Prime, 35 heures et syndicats

 

La prime de départ du patron d’Alcatel, Michel Combes, même réduite de 14 à 7 millions, a fait l’objet d’une condamnation unanime de notre classe politique et de quelques faux-culs du Medef. Mais comparons cette prime avec les gains annuels et récurrents de quelques autres patrons et personnalités du sport :

  • Arnaud Lagardère : 16 millions,
  • Bernard Arnaud : 11 millions,
  • Carlos Ghosn : 7 millions,
  • Lionel Messi : 20 millions,
  • Cristiano Ronaldo : 17 millions,
  • Karim Benzema : 16 millions,
  • Tony Parker : 16 millions,
  • Frank Ribéry : 15 millions,
  • Joachim Noah : 14 millions,
  • Blaise Matudi : 12 millions,
  • Nicolas Batum : 9 millions.

Et ne parlons pas des 265 millions du boxeur Mayweather !

Il est vrai que Michel Combes n’est pas resté longtemps à la tête d’Alcatel mais son bilan est très bon. Contrairement à ses prédécesseurs qui ont amené la société au bord de la faillite, il a eu le courage de mener une vaste restructuration et de lancer le plan Shift articulé autour des mesures suivantes :

  • Réorientation stratégique de la société vers le cloud,
  • Diminution des frais de fonctionnement de 1 milliard avec la suppression de 10 000 postes,
  • Fermeture de la moitié des sites obsolètes.

Grâce à ce plan, Alcatel a été en bonne position pour négocier sa fusion avec Nokia, fusion qui permet de redonner un avenir à la société.

On peut regretter les suppressions de postes et le fait qu’Alcatel ne soit plus français mais qui en est responsable, si ce n’est le coût du travail en France et la rigidité des syndicats.

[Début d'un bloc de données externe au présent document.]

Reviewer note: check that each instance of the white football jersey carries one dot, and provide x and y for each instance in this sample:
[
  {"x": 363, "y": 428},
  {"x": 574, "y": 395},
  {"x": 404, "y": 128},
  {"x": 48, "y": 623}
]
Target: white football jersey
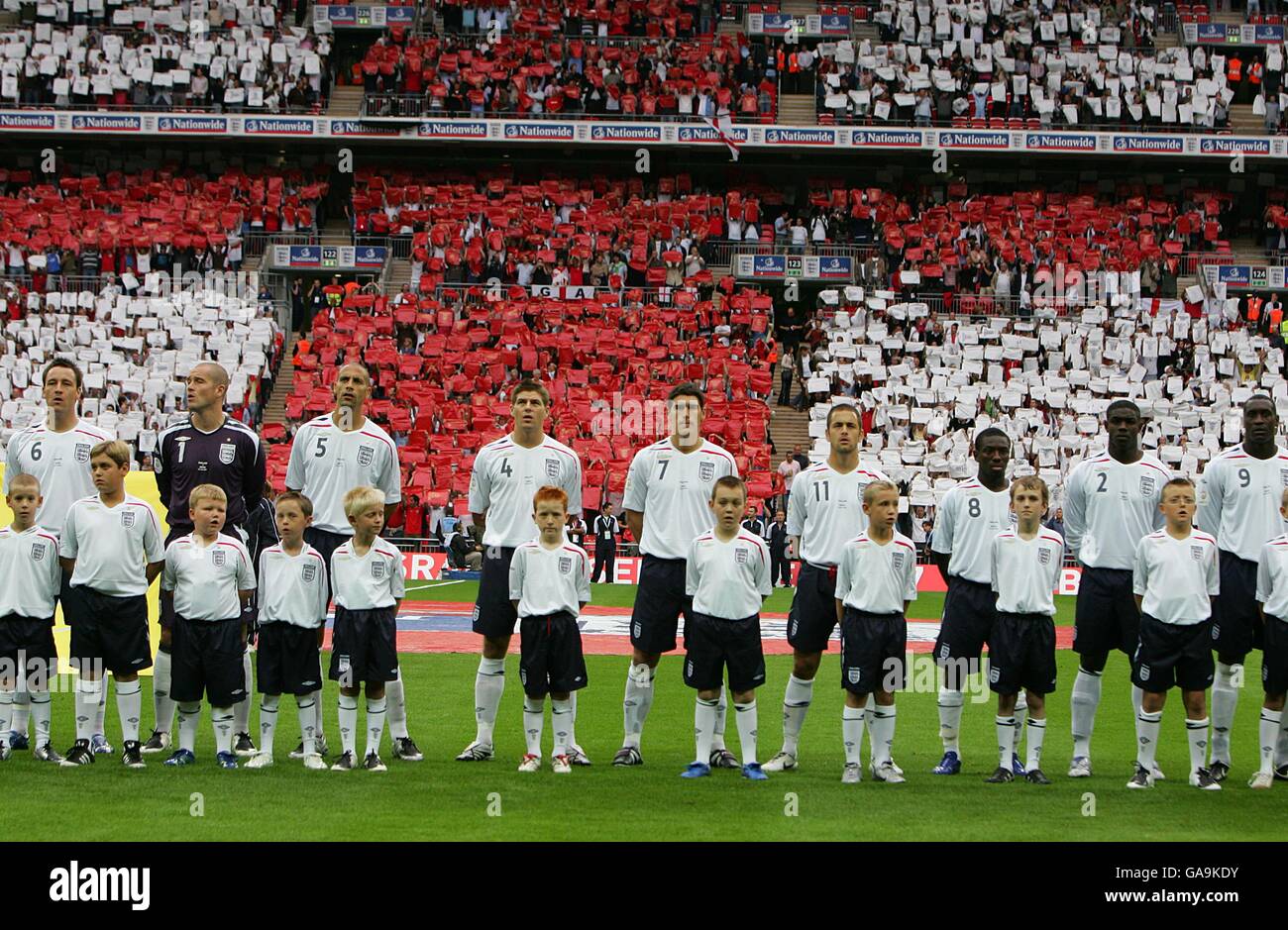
[
  {"x": 546, "y": 581},
  {"x": 673, "y": 489},
  {"x": 59, "y": 462},
  {"x": 205, "y": 578},
  {"x": 1273, "y": 577},
  {"x": 877, "y": 577},
  {"x": 29, "y": 565},
  {"x": 506, "y": 475},
  {"x": 1025, "y": 572},
  {"x": 966, "y": 522},
  {"x": 825, "y": 510},
  {"x": 292, "y": 587},
  {"x": 1109, "y": 506},
  {"x": 368, "y": 582},
  {"x": 112, "y": 547},
  {"x": 1239, "y": 500},
  {"x": 1176, "y": 577},
  {"x": 728, "y": 579},
  {"x": 327, "y": 463}
]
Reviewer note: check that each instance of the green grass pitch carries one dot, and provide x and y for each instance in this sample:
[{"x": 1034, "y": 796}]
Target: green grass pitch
[{"x": 441, "y": 798}]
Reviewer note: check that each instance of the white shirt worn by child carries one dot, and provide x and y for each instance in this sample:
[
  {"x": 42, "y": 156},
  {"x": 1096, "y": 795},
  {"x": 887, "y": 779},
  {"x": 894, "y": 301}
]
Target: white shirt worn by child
[
  {"x": 877, "y": 577},
  {"x": 548, "y": 581},
  {"x": 1176, "y": 577},
  {"x": 728, "y": 579}
]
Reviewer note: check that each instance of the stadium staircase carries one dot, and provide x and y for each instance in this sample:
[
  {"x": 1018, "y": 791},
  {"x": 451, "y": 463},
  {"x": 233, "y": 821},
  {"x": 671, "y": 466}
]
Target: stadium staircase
[
  {"x": 787, "y": 427},
  {"x": 346, "y": 101},
  {"x": 274, "y": 411}
]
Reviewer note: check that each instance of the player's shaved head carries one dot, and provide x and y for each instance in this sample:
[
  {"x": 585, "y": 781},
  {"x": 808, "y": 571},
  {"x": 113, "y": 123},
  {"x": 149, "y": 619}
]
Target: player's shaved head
[{"x": 213, "y": 372}]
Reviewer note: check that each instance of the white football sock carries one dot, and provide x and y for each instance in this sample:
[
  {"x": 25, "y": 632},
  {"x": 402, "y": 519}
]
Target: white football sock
[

Avec les cartes qu’il avait en main, Michel Combes a très bien joué et a offert le meilleur avenir possible à la société. Rappelons que sous sa direction l’action d’Alcatel, et donc sa capacité à se développer, a été multipliée par 6, ce qui représente une création de valeur de 12 milliards. Ses 7 millions de prime de départ sont-ils vraiment si injustifiés ? Mais c’est un salaud de patron et il faut le faire payer !

Sur un autre sujet, la loi Macron a de bons côtés mais a aussi une face obscure. Une mesure catastrophique est l’entrée programmée des délégués syndicaux dans les conseils d’administration des entreprises non cotées. Les délégués syndicaux ne sont pas élus par le personnel mais désignés par leur syndicat. Evidemment, la France veut suivre le modèle allemand. Seulement en Allemagne les syndicats sont progressistes et surtout représentent l’intérêt de l’entreprise et de la majorité des salariés. En France, les syndicats les plus virulents sont restés d’inspiration marxiste ou trotskiste et ont gardé la lutte des classes comme socle de leur action. Ils ne représentent ni l’entreprise ni ses salariés mais sont avant tout politisés et appliquent les mots d’ordre de leur centrale. Cette mesure risque de faire fuir bon nombre de conseils d’administration hors de France.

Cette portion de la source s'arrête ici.